Would you know what a Chinese Privet is? You most likely have it in your yard or up against a building or a fence. It was introduced into this country in 1852. It was imported because they make a great looking hedge for privacy and adornment or decoration.

Did you know that the berries are poisonous when they become ripe? They are known to the people in the conservation business as “invasive species.”

Chinese Privet: A bush often used for hedges. It is a bush with small, dark green leaves that is often used for hedges.

Pam Hoskins of the United States Department of Agriculture, Natural Resources Conservation Service (USDA-NRCS) held a meeting to introduce a new project to slowly replace this plant; no she is not advocating the termination of this species by herbicide, but by edging out this plant with native species of plants; sort of like attrition.

Hoskins, with the help of the Stones River Watershed Association and horticultural students from classes taught by Courtney Nichols of Cannon County High School will have as their initial project, the planting and maintaining of  native species of flowers, plants and trees in Dillon Park.

Hoskins explains that the reason no herbicide will be used is that a lot of these bushes are growing alongside the Stones River (thus riparian) here in Cannon County.

No one involved with the project wants to endanger the water with poisons. Cannon County gets all its water from the Stones River.

Hoskin said the plant “has no known enemy” and is resistant to insects, and lets nothing grow beneath it.  The one thing that it does do at this time is to slow down the amount of erosion on the river banks because of its massive root system. That is also why it is not just eradicated; doing so without another plant to replace it would cause the river banks to drop off into the river and wash away with the current.

Students from the horticultural classes gave a power point demonstration on what action that will be taken to bring about the change needed to stop the encroachment of the plant. They along with many volunteers will be planting native plants and trees, flowers and grasses beside the Chinese invader, we cannot lose our rich supply of native flora to the imported plants that are endangering the growth of our native plants. Allison and Amelia Higgins and Ryan Haley were those students.

Stones River Watershed Association is a partner in the project. Locally Neal Applebaum will be the liaison in this venture. He is bringing with him those of them who have already contributed so much for the preservation of the waterway known as Stones River.

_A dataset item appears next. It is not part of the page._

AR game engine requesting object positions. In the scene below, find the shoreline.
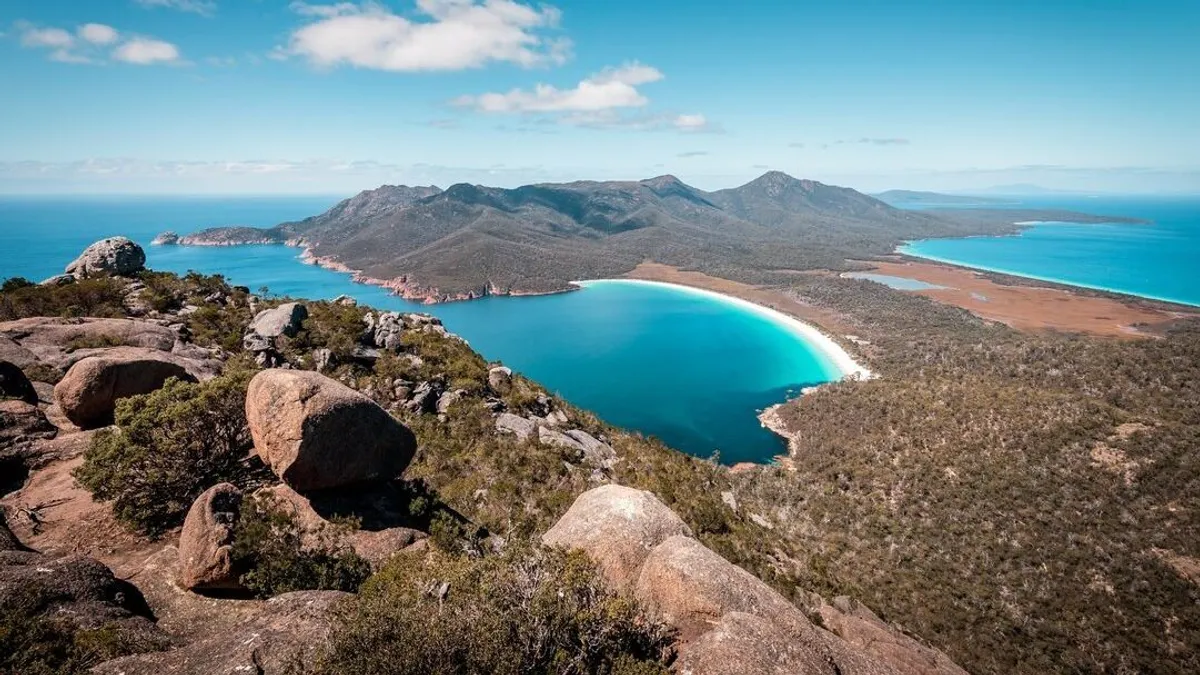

The Stones River starts right here in Cannon County and is a large contributor to Percy Priest Lake where the river ends on the outside of Nashville.

At the meeting was another member of the Watershed Association, Terri Hogan, who works with the Stones River National Battlefield in Murfreesboro. Ms. Hogan monitors “invasive species” on that reservation. She spoke at this meeting telling about the plant that rapidly grows and is in most if not all the Southeastern United States because of ideal growing conditions for the plant.

The residents of Woodbury and Cannon County will be seeing a lot if work around Dillon Park for upcoming months; if you would like to volunteer to help you can contact Pam Hoskins at the USDA office on Old McMinnville Highway, right before you get to the Cannon Manor.

Members of the local conservation association were on hand to watch this demonstration. They were David George, Russell Vance, Joe Young and Mark Barker. All these men are successful farmers here in the county and know of this plant first hand on their farms. Bob Melton was also in attendance as well as Kathy Daugherty of the Hull-York Lakeland Resource and Conservation and Development. (www.hylrcd.org.)